Pay and perks are good though - much better than what the sales and marketing or the technical guys get. And that is their constant grouse that business "facilitators" are getting paid more.
BTW, I work as in-house legal counsel in an MNC.
Sorry to burst your bubble but inhouse legal commands no respect with the business teams in all companies, exceptional individuals aside.
On the contrary they are viewed as a pain to be tolerated and humoured, an annoyance cast upon them and a pack of naysayers who react in the negative to anything. They are also hopelessly slow and quality / turnaround time control is impossible.
This is reflected in the much lower salaries paid to inhouse lawyers as well as reduced scope for promotions and career advancement. No surprises though, inhouse is a cost centre, not revenue earners so there is no case to reward them more. Anyway just open the list of highly paid company executives in the annual report of a listed company and see how many lawyers make that list.
If you are unable to understand this simple fact, you're proof of what I've been writing about the low quality of inhouse lawyers. Lol
In-house counsel are increasingly taking on a business role...advising on the fields, ventures etc the company should or should not get into, which divisions to expand, etc - utilizing all the opportunities provided by law.
Companies want, and value, people who can understand their business thoroughly....something which an external law firm wallah will never be able to...and for this role major corporates are willing to pay top dollar.

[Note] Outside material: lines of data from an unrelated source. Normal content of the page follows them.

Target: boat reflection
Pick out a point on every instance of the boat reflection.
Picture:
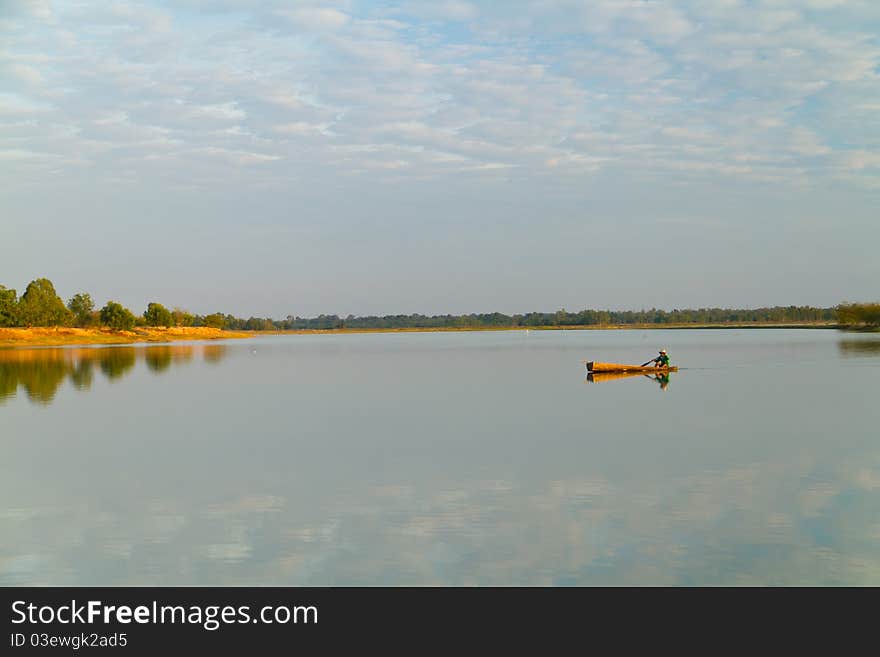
(600, 377)
(41, 372)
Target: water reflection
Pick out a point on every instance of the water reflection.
(859, 347)
(600, 377)
(41, 372)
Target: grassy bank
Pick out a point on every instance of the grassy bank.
(56, 336)
(590, 327)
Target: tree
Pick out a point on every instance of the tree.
(158, 315)
(181, 317)
(216, 320)
(82, 308)
(8, 307)
(40, 305)
(117, 317)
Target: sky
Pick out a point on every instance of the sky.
(295, 158)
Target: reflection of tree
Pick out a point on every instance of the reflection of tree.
(214, 353)
(82, 374)
(158, 359)
(859, 347)
(116, 361)
(42, 371)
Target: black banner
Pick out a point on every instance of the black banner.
(150, 620)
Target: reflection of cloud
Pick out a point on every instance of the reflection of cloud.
(769, 523)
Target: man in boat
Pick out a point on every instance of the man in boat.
(662, 360)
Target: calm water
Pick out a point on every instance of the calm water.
(444, 458)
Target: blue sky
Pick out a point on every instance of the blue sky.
(274, 158)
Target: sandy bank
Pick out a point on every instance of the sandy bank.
(53, 336)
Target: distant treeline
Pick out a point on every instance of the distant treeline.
(40, 305)
(859, 315)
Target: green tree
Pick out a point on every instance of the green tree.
(216, 320)
(82, 308)
(8, 307)
(40, 305)
(181, 317)
(158, 315)
(117, 316)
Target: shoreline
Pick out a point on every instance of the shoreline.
(585, 327)
(61, 336)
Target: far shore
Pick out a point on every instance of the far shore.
(584, 327)
(58, 336)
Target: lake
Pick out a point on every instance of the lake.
(463, 459)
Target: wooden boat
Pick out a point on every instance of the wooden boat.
(600, 377)
(593, 366)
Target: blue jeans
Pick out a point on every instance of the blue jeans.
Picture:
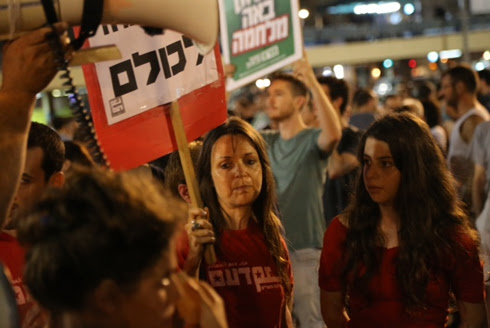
(306, 309)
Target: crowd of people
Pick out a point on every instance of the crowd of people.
(334, 211)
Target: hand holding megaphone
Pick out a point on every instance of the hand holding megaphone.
(196, 19)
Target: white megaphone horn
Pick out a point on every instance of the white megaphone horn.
(196, 19)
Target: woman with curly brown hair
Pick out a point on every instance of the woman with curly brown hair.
(404, 244)
(253, 271)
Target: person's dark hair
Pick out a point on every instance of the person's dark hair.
(465, 75)
(298, 88)
(338, 89)
(78, 154)
(362, 97)
(49, 141)
(484, 75)
(432, 112)
(174, 173)
(100, 226)
(427, 203)
(263, 207)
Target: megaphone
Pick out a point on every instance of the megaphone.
(196, 19)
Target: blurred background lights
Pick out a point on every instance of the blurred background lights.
(377, 8)
(339, 71)
(56, 93)
(303, 13)
(375, 72)
(408, 9)
(327, 71)
(449, 54)
(433, 56)
(388, 63)
(396, 18)
(479, 66)
(263, 83)
(486, 55)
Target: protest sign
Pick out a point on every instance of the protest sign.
(259, 37)
(129, 98)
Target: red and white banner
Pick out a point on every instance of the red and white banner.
(128, 96)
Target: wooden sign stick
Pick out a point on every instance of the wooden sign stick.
(188, 167)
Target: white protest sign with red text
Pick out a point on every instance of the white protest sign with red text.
(128, 96)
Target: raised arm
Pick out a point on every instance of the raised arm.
(28, 66)
(327, 116)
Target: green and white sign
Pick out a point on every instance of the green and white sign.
(259, 37)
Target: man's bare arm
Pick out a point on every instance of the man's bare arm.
(28, 66)
(327, 115)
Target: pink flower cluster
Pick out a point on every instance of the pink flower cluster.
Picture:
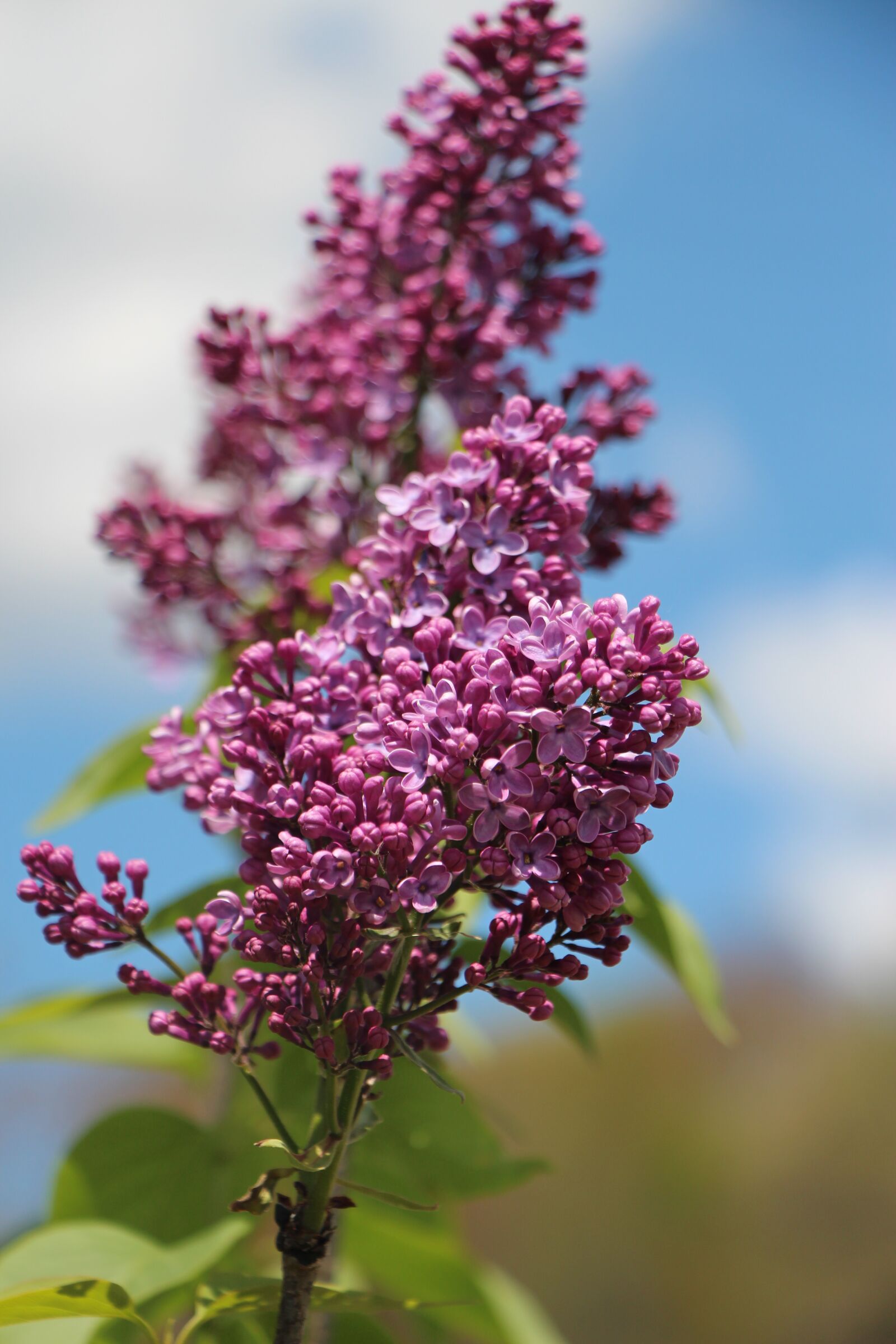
(81, 921)
(464, 724)
(425, 291)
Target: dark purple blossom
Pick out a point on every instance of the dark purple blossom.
(492, 538)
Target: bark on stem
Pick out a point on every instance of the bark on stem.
(305, 1238)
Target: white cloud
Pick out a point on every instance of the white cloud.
(155, 159)
(810, 673)
(840, 916)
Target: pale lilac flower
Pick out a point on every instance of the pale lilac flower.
(227, 909)
(465, 474)
(503, 776)
(422, 601)
(474, 796)
(226, 709)
(423, 890)
(414, 761)
(332, 869)
(493, 539)
(442, 518)
(531, 857)
(566, 734)
(602, 810)
(516, 427)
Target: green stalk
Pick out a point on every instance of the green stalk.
(269, 1107)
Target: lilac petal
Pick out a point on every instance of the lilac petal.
(514, 543)
(519, 784)
(473, 795)
(550, 749)
(589, 825)
(517, 753)
(514, 818)
(547, 870)
(403, 760)
(487, 825)
(574, 748)
(487, 559)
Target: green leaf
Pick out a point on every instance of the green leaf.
(327, 1299)
(432, 1150)
(116, 769)
(401, 1254)
(567, 1016)
(710, 691)
(113, 1173)
(521, 1318)
(191, 902)
(675, 939)
(433, 1074)
(86, 1249)
(323, 582)
(264, 1296)
(315, 1159)
(385, 1198)
(368, 1120)
(54, 1300)
(261, 1194)
(108, 1029)
(257, 1296)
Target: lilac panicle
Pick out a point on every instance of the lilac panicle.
(426, 287)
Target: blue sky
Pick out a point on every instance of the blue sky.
(738, 160)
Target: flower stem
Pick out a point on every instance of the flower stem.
(163, 956)
(269, 1107)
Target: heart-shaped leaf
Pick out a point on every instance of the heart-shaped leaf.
(59, 1299)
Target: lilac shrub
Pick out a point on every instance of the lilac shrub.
(449, 726)
(425, 292)
(463, 722)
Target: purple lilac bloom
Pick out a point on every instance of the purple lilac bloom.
(531, 857)
(423, 890)
(414, 761)
(492, 539)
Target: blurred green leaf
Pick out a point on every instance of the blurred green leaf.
(315, 1159)
(116, 769)
(675, 939)
(96, 1029)
(120, 767)
(264, 1296)
(86, 1249)
(348, 1328)
(432, 1150)
(433, 1074)
(521, 1318)
(323, 582)
(54, 1300)
(191, 902)
(707, 690)
(113, 1173)
(385, 1198)
(402, 1254)
(567, 1016)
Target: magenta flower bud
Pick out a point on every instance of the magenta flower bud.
(109, 865)
(325, 1050)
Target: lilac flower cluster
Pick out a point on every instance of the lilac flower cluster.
(463, 727)
(425, 290)
(80, 921)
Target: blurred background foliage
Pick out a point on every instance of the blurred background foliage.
(661, 1188)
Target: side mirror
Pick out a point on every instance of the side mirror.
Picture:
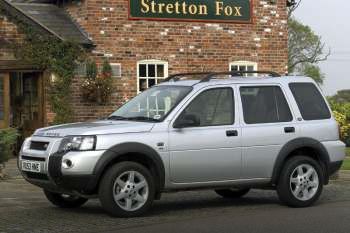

Every top management meeting/ review or to chalk out strategy- Legal/ GC is always present. GCs march with CEOs..hand-in-hand, shoulder to shoulder.
And you stay buried under your rock...."rock of ages cleft for me, let me hide myself in thee!"
Quoting Toplady will not turn your post into anything meaningful any more than working inhouse counsel roles turn lawyers into ace business advisors.
Companies do not hire inhouse lawyers to advise them on 'business'. They have trainloads of MBAs and McKinsey for that. They hire inhouse lawyers to save some money by keeping mundane legal work and minor legal opinions from being outsourced to firms which would charge a bomb. That's a great business move in itself.
You do not seem to have much interaction with the "businesswallahs" you quote if you believe they seek advice of inhouse counsel to suggest which businesses they should enter into. The most they will ask is if a particular business is legally risky and if so what are the risks, questions most inhouse counsel would balk at replying. In the end AMSS or AZB would get a brief to prepare a brief outlining possible risks and maybe supplement it with an opinion from a senior advocate. A few (inhouse and outhouse) lawyers may pursue an MBA and join the business afterwards but thats in a completely different capacity.
Genuine Answer: The IFMR position was well advertised in legal circles and IIRC the CTC per month was nearly a lakh. In effective terms Rs. 80,000 before tax. IFMR was simply not able to attract lawyers (understandable) and had been searching for a while with little success. Almost every banking partner / GC on the biglaw and littlelaw circuit was tapped to recommend suitable candidates.
I cant talk about Phoenix Legal (not clued into lower tier firms) but it would not surprise me if they offered him a 50% raise without a fuss.
As for IFMR, it's the proverbial deadwater for banking lawyers who have no options or are stagnating. The organisation is Chennai based, they have a negligible presence except to act as ICICI's proxy in a few deals, their website is not updated and features [...]
@Kian- what is truly the salary structure for GC/ deputy GC at this level of the career? Please consider shedding some light on the ranges. Perhaps a story in the making?
That aside, Kian, it'll be really helpful to know the salary band for in-house lawyers.